When did Fall become such a big deal? Did I miss a memo?
Our friends at the Recording Industry Association of America (RIAA), Society of Singers, Rhythm & Blues Foundation, Recording Academy and others make up a coalition named musicFIRST. According to David Kravets at Wired, said coalition has decided that it is time that AM and FM radio stations stop getting a free-ride of playing music without compensation to the artists.
You see, for the past 80 years, radio stations have played all of the music you hear for free. The musicFIRST has now determined this is the equivalent of piracy due to the fact that radio stations earn advertising revenue from the music. The radio companies claim that it is not piracy due to their playing the music acts as a promotional tool for the recording industry. Martin Machowsky, a spokesman for musicFirst, said, “Today we gifted them a can of herring, about their argument that they provide promotional value. We think that’s a red herring. Nobody listens to the radio for the commercials.”
This issues is due to be addressed by the United States House of Represnitives, and should it pass, the new law could cost the radio industry in the neighborhood of $7 billion dollars annually. According to the National Association of Broadcasters (NAB), the AM-FM radio industry grosses $16 billion annually, so you are looking at nearly half of their annual revenue going to the recording industry.
If you hadn’t guessed, I’m against this. Yes, the radio stations sell advertising and earn a revenue from the playing of the music, but it is no red herring that this is the single biggest promotional tool the recording industry has. Why do you think bands focus so heavily on the songs they release as their singles? They know those are what will be played on the airwaves and help sell their albums.
What gets under my skin is that the record industry obviously knows what a powerful promotional tool radio is due to the long history of “payola“. For those unfamiliar with the term, this was a practice started in the 1950’s where DJs received bribes to play and promote certain songs by artists. This practice was still well known to happen up through at least 2005, and I highly suspect that it still hasn’t disappeared completely. If radio wasn’t such a useful entity to the record companies, why would they make these payouts to have certain songs played numerous times?
If radio stations are facing paying such enormous fees for the music, what makes the recording industry not think that stations won’t make tweaks to their format to lower the amount of music they play? Changes to talk radio formats, playing of more music in the public domain, more remote broadcasts from paid sponsers, an increase in the number of ads verses number of songs played per hour and so on.
While small stations and public broadcast stations will pay a flat fee of $5,000 a year, this is still going to put a hurt on a lot of mid-sized stations. They will either be faced with selling out to large conglomerates like Clear Channel Communications, or they will simply close their doors, lowering the number of promotional opportunities for an artist, and, in turn, lowering the amount of money the industry collects.

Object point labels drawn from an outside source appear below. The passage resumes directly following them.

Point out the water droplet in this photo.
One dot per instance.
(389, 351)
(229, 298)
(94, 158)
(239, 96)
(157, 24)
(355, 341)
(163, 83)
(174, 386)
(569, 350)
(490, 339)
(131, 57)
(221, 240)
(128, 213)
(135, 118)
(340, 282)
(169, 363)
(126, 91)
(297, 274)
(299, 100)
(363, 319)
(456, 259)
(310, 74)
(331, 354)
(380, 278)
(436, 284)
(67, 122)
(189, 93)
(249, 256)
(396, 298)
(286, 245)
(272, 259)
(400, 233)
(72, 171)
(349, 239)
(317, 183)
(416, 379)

The system was not broken, and it certainly did not need fixing. The recording industry can claim all day long this is about protecting the artists, but how have they survived for 80 years without this revenue stream? I don’t care how they try to disguise this, but it is just yet another move in the industries endless march of greed. They simply can not let any potential revenue stream set idle, they have to continue to milk every potential source of income they can, and damned the consquences.
This belongs in the pantheon of bad ideas, and all one can hope is that this will never make it out of committee in Congress, but there is every chance that it will.
For those who don’t know who Herb Tarlek is, he was the slimey station ad sales guy on WKRP in Cincinnati.